DATA 607 - Homework Assignment # 5

Vladimir Nimchenko

INTRODUCTION:

Below, I have created three files: HTML,JSON, and XML. All three files contain the title, author, and attributes of three of my favorite books. I uploaded the files to GitHub and then retrieved them and put them into a data frame. Finally, I printed the output of each file.

library(RCurl)
library(XML)
library(jsonlite)
library(knitr)

Loading the html format of favorite books into a data frame called: “books_html_format”.

#retrieve and load the html format file.
books_html_format <- readHTMLTable(getURLContent("https://raw.githubusercontent.com/GitHub-Vlad/Data-Science/main/books_html_format.html"))

#use the kable() function to ouput html data in a tablular format.
kable(books_html_format)
Name Author Favirote Attributes
The Adventures of Tom Sawyer Mark Twain adventure, free spirited, leadership
BEYOND THE END OF THE WORLD Amie Kaufman,Meagan Spooner action,prophetic,romantic
A Tale of Two Cities Charles Dickens revolution,betreyal,murder,revenge

Loading the JSON format of favorite books into a data frame called: “books_json_format”.

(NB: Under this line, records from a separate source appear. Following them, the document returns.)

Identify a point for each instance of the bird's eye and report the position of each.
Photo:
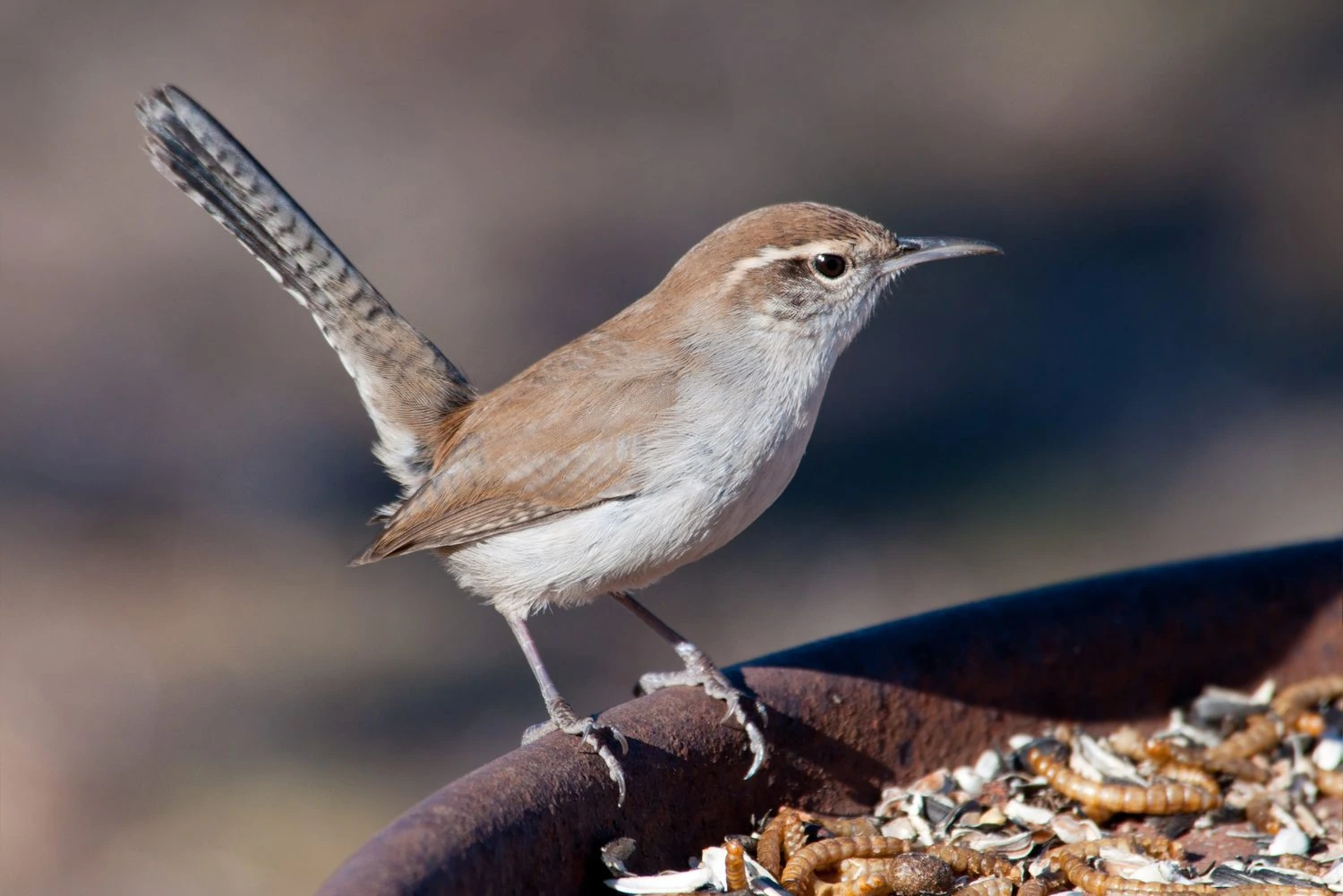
(830, 266)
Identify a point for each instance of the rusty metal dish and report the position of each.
(854, 713)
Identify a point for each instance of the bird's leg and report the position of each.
(700, 670)
(561, 713)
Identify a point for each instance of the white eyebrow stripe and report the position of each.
(771, 254)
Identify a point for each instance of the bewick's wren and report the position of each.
(633, 450)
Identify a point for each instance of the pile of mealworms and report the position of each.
(1241, 794)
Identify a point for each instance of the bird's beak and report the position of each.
(916, 250)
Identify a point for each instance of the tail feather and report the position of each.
(405, 381)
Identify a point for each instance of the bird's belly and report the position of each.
(689, 511)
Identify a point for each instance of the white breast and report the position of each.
(724, 456)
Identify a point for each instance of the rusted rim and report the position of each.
(861, 710)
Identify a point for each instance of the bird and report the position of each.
(637, 448)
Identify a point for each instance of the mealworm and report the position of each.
(908, 875)
(1330, 781)
(870, 885)
(736, 864)
(1296, 699)
(1168, 751)
(1100, 884)
(824, 853)
(768, 849)
(1259, 735)
(970, 861)
(1243, 890)
(1044, 884)
(1260, 813)
(1157, 799)
(988, 887)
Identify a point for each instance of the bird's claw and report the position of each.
(590, 732)
(700, 672)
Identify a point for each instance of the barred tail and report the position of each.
(405, 381)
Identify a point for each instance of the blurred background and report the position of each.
(196, 696)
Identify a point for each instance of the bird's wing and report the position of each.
(561, 437)
(405, 381)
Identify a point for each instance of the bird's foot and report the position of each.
(700, 672)
(588, 732)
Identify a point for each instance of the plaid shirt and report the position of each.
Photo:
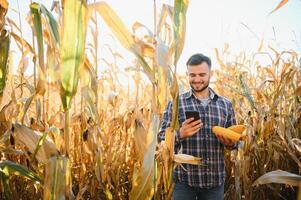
(204, 144)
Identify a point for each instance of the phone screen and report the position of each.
(194, 114)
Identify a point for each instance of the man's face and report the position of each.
(199, 76)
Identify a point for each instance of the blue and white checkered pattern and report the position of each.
(204, 144)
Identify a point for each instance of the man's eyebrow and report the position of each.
(197, 73)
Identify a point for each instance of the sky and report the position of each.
(210, 24)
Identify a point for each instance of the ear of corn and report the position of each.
(227, 133)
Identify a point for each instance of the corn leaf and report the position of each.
(57, 184)
(279, 176)
(36, 15)
(4, 52)
(52, 26)
(188, 159)
(282, 3)
(143, 178)
(122, 33)
(72, 49)
(25, 136)
(179, 26)
(7, 167)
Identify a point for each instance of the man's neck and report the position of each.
(202, 95)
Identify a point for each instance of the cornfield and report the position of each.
(70, 131)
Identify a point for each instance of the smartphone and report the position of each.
(194, 114)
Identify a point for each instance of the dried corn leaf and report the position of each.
(142, 187)
(8, 167)
(30, 138)
(279, 176)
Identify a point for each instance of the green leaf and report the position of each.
(73, 47)
(122, 33)
(4, 52)
(179, 26)
(58, 179)
(36, 15)
(52, 26)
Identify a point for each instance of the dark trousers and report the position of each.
(183, 191)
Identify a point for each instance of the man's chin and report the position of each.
(201, 89)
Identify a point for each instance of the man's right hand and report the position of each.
(190, 127)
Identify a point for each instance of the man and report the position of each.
(196, 137)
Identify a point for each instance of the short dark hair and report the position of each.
(197, 59)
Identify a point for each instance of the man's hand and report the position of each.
(190, 127)
(225, 141)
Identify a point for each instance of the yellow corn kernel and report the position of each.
(227, 133)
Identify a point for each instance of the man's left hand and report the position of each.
(225, 141)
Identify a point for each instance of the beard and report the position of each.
(201, 88)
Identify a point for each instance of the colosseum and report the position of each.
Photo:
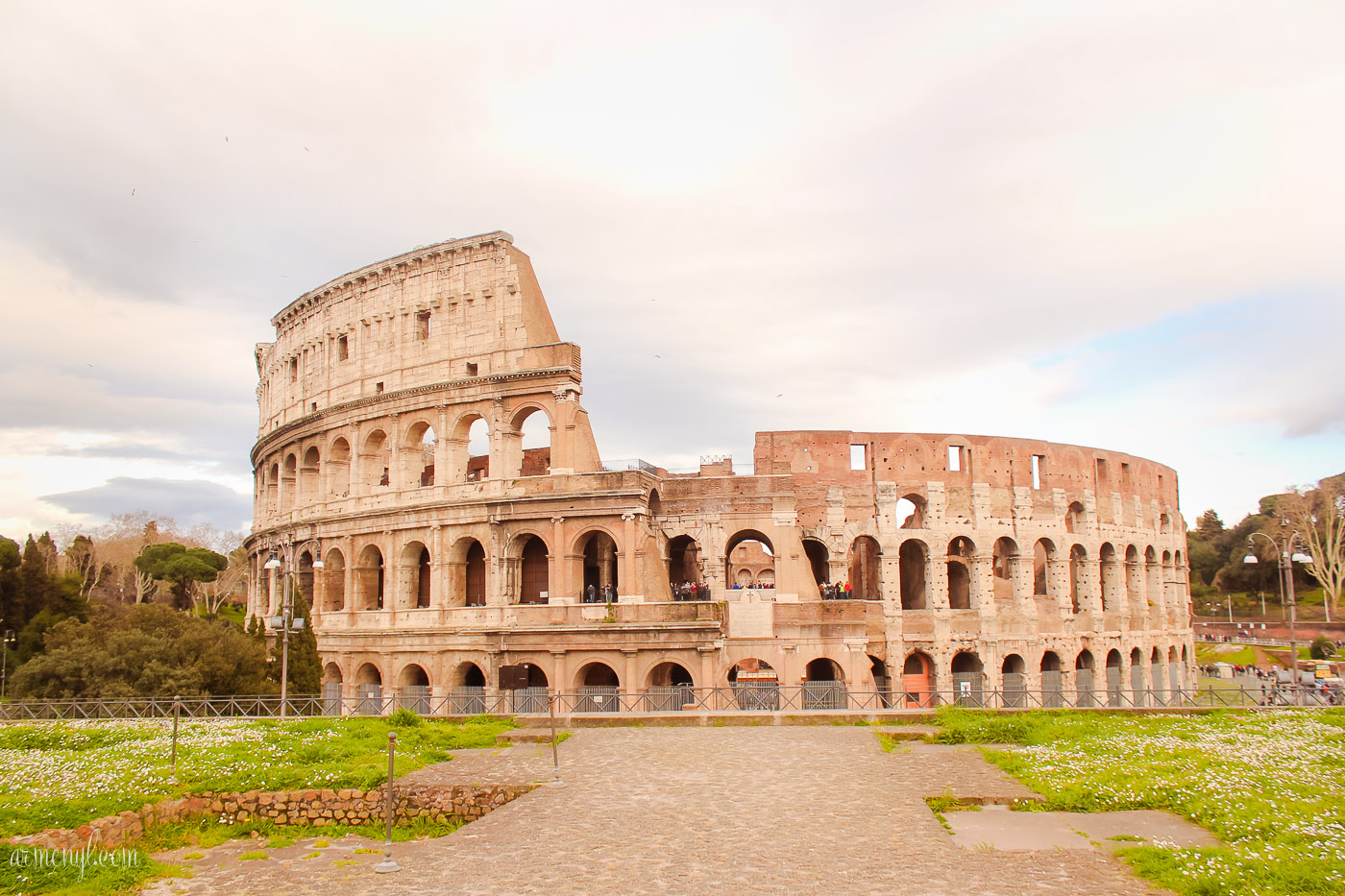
(427, 475)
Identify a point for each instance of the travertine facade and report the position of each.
(975, 564)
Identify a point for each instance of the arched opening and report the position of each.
(331, 689)
(1041, 556)
(881, 685)
(413, 576)
(477, 449)
(818, 556)
(369, 579)
(273, 489)
(1083, 678)
(966, 678)
(1052, 681)
(1137, 677)
(755, 685)
(289, 482)
(911, 512)
(419, 456)
(1075, 519)
(467, 695)
(669, 689)
(911, 563)
(959, 572)
(917, 681)
(746, 556)
(1076, 572)
(865, 572)
(369, 690)
(599, 689)
(1113, 697)
(1002, 557)
(598, 556)
(534, 429)
(685, 576)
(1110, 577)
(309, 475)
(823, 687)
(534, 572)
(374, 460)
(338, 470)
(333, 580)
(413, 689)
(1015, 681)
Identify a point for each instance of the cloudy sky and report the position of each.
(1107, 224)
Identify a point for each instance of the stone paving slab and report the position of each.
(705, 811)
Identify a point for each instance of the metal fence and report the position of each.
(744, 697)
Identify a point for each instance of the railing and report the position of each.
(746, 697)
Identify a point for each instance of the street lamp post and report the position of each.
(1287, 556)
(6, 640)
(285, 621)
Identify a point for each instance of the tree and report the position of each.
(181, 567)
(144, 651)
(1318, 514)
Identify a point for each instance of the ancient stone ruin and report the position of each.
(421, 435)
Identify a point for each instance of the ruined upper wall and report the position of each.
(451, 311)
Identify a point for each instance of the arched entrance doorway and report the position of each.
(670, 689)
(755, 685)
(599, 689)
(823, 687)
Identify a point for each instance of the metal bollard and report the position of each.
(387, 864)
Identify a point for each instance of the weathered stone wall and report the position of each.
(315, 808)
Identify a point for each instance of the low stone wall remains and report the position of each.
(313, 808)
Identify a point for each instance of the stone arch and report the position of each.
(338, 469)
(967, 674)
(598, 568)
(911, 512)
(911, 563)
(309, 475)
(683, 564)
(1075, 519)
(1042, 553)
(534, 440)
(1078, 557)
(1085, 678)
(865, 568)
(1013, 674)
(750, 561)
(917, 680)
(369, 579)
(413, 576)
(417, 455)
(961, 550)
(376, 460)
(289, 482)
(333, 580)
(1113, 697)
(534, 572)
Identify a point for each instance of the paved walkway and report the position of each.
(697, 811)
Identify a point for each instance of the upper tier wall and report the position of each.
(454, 309)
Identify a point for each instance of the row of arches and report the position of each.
(370, 463)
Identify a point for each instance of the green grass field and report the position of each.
(1270, 785)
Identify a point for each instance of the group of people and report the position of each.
(692, 591)
(836, 591)
(595, 594)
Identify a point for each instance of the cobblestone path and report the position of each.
(698, 811)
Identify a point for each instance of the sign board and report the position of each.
(514, 677)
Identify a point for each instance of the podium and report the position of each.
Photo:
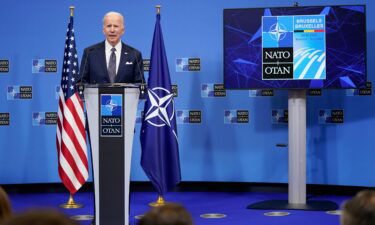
(111, 112)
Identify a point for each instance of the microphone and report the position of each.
(142, 87)
(81, 87)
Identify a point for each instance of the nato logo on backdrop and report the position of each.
(261, 93)
(188, 64)
(19, 92)
(44, 118)
(4, 119)
(111, 109)
(236, 116)
(44, 66)
(4, 66)
(279, 116)
(213, 90)
(331, 116)
(367, 91)
(189, 116)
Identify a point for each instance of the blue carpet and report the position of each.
(233, 204)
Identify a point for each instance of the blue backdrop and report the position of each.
(217, 149)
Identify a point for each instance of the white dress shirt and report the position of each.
(108, 52)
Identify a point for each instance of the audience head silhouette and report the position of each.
(42, 217)
(359, 210)
(169, 214)
(5, 208)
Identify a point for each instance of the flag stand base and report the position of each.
(71, 204)
(159, 202)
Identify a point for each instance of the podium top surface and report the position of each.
(114, 85)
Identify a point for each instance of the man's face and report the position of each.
(113, 28)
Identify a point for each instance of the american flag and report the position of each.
(70, 135)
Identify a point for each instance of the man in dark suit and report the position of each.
(112, 61)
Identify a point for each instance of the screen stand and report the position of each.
(297, 162)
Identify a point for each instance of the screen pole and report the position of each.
(297, 146)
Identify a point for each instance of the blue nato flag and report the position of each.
(160, 157)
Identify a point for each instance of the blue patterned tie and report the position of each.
(112, 66)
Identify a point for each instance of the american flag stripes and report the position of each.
(70, 135)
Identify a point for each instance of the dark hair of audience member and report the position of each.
(40, 217)
(5, 208)
(359, 210)
(170, 214)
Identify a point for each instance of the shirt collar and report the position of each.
(108, 46)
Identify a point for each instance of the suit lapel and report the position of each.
(121, 68)
(102, 60)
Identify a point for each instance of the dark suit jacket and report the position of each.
(94, 67)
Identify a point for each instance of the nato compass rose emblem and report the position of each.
(160, 107)
(277, 31)
(111, 105)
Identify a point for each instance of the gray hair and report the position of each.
(113, 13)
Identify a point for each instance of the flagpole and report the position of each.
(160, 80)
(71, 204)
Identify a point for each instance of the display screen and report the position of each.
(295, 47)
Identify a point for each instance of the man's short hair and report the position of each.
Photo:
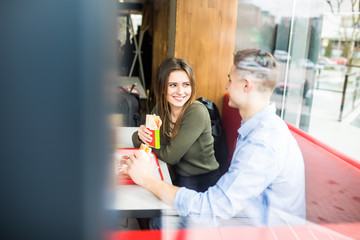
(260, 64)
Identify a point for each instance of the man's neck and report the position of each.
(251, 109)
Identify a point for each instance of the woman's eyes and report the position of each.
(184, 84)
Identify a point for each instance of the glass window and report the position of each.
(316, 44)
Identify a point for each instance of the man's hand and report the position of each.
(140, 168)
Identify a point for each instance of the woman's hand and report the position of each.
(144, 135)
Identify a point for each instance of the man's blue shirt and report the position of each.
(265, 184)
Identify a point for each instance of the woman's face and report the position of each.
(179, 89)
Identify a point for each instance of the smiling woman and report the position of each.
(186, 141)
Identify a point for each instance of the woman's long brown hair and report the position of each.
(161, 88)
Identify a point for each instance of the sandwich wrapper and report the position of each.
(153, 123)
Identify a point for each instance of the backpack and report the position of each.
(129, 107)
(218, 133)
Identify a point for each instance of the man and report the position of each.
(265, 182)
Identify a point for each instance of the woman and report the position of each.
(186, 142)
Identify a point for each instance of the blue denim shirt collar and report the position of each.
(249, 125)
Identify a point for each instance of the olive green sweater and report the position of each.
(192, 150)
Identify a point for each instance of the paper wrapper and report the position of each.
(153, 123)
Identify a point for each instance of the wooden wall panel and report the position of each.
(205, 36)
(161, 34)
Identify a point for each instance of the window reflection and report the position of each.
(316, 44)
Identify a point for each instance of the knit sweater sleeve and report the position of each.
(192, 126)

##retrieve and read data from the JSON file
json_data <- fromJSON("https://raw.githubusercontent.com/GitHub-Vlad/Data-Science/main/books_json_format.json")


#load the JSON data into a data frame
books_json_format <-as.data.frame(json_data[[1]])

#use the kable() function to output json data in a tabular format.
kable(books_json_format)
Name Author Favirote Attributes
The Adventure of Tom Sawyer Mark Twain adventure , free spirited, leadership
BEYOND THE END OF THE WORLD Amie Kaufman , Meagan Spooner action , prophetic, romantic
A Tale of Two Cities Charles Dickens revolution, betreyal , murder , revenge

Loading the XML format of favorite books into a data frame called: “books_xml_format”.

#retrieve and read data from the JSON file
xml_data<-xmlParse(getURL("https://raw.githubusercontent.com/GitHub-Vlad/Data-Science/main/books_xml_format.xml"))

#load the xml data into a data frame
books_xml_format<- xmlToDataFrame(xml_data)

#use the kable() function to output xml data in a tabular format.
kable(books_xml_format)
Name Author FaviroteAttirbutes
The Adventures of Tom Sawyer Mark Twain adventure, free spirited, leadership
BEYOND THE END OF THE WORLD Amie Kaufman, Meagan Spooner action, prophetic, romantic
A Tale of Two Cities Charles Dickens revolution, betreyal, murder, revenge

Conclusion:

All three data frames do look identical. However, each file format serves a different purpose. The HTML file displays and describes a webpage structure. An XML format stores and transfers the data. JSON is a file format that stores and transmits key-value pairs as well as arrays.